Recensioni

6.4

Piace e si piace Charlotte Gainsbourg nelle vesti della indie-poprockeuse, benedetta prima dall'aura Jarvis Cocker/AIR in 5:55 (correva l'anno 2006) e poi ancor più da Beck vero e proprio magister (produttore e compositore) di IRM. Due anni dopo, il ferro è ancora caldo e tanto vale batterlo, con questo Stage Whisper che vuole essere sia consacrazione (le tracce inedite) che celebrazione (il disco live).

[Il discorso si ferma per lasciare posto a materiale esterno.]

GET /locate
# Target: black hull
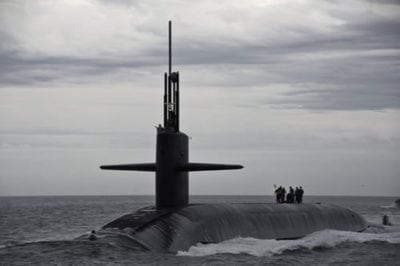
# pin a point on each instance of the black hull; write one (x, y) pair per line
(170, 230)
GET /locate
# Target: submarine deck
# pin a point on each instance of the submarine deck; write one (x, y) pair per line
(180, 228)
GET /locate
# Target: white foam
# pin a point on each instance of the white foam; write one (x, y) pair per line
(268, 247)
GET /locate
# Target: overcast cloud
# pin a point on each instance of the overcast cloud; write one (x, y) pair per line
(263, 82)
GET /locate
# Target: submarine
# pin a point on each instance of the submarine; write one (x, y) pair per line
(174, 224)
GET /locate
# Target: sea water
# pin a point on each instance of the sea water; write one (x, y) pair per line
(42, 230)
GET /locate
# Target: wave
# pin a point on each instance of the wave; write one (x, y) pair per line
(270, 247)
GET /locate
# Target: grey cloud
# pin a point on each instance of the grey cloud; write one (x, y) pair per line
(346, 69)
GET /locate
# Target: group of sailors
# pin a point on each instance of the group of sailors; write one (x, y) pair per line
(294, 195)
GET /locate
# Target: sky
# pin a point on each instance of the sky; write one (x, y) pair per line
(302, 93)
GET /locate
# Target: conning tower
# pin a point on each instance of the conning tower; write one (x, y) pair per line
(172, 164)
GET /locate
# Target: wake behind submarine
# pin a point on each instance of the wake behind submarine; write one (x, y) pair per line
(174, 224)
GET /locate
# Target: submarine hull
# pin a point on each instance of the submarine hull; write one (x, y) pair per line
(171, 230)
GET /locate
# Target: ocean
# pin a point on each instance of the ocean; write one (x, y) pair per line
(43, 231)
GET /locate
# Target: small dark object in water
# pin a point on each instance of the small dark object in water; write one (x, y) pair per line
(92, 235)
(397, 203)
(385, 220)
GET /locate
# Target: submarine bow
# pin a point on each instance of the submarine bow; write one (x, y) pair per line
(172, 150)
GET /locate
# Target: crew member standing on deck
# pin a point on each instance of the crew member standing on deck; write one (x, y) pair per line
(301, 192)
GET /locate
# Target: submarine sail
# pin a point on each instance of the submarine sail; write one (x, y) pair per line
(172, 149)
(173, 224)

Gli otto pezzi nuovi piroettano sulla passerella con turgida disinvoltura turgida, dal passo cyberglam di Terrible Angels al folk brividoso di Memoir, indossando d'amblé gli abiti d'una Goldfrapp vocalmente meno dotata o da sorellina dreamy di Beth Gibbons. Altrove cavalca ballatina appiccicosetta e caramellosa tipo certi rigurgiti Eighties dei Magnetic Fields (Got To Let Go, ospite Charlie Fink dei Noah And the Whale), copre con algida e ironica autorevolezza il dancefloor wave degli Human League (Paradisco) e sospira languori soul nella glassa spacey dall'evidente deriva Godin & Dunckel (Out Of Touch).

Tutto un virgolettato stilistico insomma che al bisogno può contare su una scrittura anche suggestiva (il post-folk brumoso di White Telephone), ma sembra più a suo agio quando deve allestire scenografie soniche, vedi il passo torvo androide tra stravisioni slacker di All The Rain (qualcosa della bruma ipnotica rimasta nel cassetto a Mr. Hansen dai tempi di Sea Change). La figlia di cotanti genitori può quindi ritenersi soddisfatta, anche se c'è il rischio che il brand arrivi sempre un po' prima di lei. Ed è quello che conferma impietosamente la parte live, scaletta equamente divisa tra i dischi in studio summenzionati più una rilettura tra il blando e l'elusivo di Just Like A Women: il prodotto è intrigante nonostante un'interprete tutto sommato ordinaria.